- Rokantiškės Location of Rokantiškės
- Coordinates: 54°39′50.4″N 25°23′24″E﻿ / ﻿54.664000°N 25.39000°E
- Country: Lithuania
- County: Vilnius County
- Municipality: Vilnius District Municipality
- Eldership: Šatrininkai Eldership

Population (2021)
- • Total: 25
- Time zone: UTC+2 (EET)
- • Summer (DST): UTC+3 (EEST)

= Rokantiškės, Šatrininkai =

Rokantiškės is a village in the Vilnius District Municipality, 1 km from Grigaičiai. National road KK101 passes through the village territory.

== History ==
Historical western part of the village was detached and integrated into Vilnius city to form Rokantiškės district of Vilnius.

== Military camp ==
On 24 August 2022 constructions works started for new military base in Rokantiškės.
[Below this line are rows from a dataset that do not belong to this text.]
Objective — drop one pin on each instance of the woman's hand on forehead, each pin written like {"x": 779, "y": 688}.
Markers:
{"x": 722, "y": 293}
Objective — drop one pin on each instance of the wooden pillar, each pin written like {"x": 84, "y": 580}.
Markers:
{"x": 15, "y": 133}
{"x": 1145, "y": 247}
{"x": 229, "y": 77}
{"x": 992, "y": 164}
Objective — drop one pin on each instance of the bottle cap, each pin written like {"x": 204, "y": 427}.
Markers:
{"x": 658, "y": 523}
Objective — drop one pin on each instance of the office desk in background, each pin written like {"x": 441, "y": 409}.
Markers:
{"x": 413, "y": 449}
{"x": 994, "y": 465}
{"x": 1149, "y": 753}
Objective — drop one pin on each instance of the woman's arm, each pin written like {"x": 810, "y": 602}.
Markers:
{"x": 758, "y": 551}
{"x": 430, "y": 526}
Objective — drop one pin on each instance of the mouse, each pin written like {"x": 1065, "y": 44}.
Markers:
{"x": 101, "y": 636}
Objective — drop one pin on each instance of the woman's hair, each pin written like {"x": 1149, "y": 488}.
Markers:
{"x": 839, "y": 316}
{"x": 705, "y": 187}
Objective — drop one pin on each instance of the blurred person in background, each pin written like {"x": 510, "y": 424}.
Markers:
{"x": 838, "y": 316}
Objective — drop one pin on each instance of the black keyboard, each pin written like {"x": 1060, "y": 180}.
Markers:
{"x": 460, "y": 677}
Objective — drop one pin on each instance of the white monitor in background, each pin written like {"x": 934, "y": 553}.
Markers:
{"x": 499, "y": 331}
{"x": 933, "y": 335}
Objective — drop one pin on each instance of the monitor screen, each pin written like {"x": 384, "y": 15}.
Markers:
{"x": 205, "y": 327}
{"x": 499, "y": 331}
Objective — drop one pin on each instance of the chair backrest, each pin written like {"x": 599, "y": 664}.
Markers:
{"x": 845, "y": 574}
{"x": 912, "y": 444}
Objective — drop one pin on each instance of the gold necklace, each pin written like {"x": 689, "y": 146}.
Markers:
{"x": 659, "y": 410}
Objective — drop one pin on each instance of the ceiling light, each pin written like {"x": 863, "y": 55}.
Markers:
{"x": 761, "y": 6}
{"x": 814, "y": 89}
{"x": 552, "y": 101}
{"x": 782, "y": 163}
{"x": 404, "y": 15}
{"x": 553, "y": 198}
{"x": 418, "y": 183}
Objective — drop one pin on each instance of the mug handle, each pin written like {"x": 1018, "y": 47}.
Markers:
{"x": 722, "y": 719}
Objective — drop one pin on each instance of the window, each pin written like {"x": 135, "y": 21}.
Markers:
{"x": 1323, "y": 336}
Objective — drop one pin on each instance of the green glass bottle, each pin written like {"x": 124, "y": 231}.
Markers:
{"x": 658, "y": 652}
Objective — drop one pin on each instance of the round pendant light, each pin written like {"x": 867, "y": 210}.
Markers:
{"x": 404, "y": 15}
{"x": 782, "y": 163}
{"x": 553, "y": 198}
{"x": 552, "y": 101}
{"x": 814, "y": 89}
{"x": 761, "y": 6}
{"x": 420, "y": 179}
Project consists of army base with permanent living spaces for soldiers, medical buildings, leisure and sports complexes, military training rooms, garages for military vehicles. This will serve as headquarters for Duke Vaidotas Mechanised Infantry Brigade.

On 5 February 2024 the military camp officially was opened by Defence Minister Arvydas Anušauskas and Prime Minister Ingrida Šimonytė.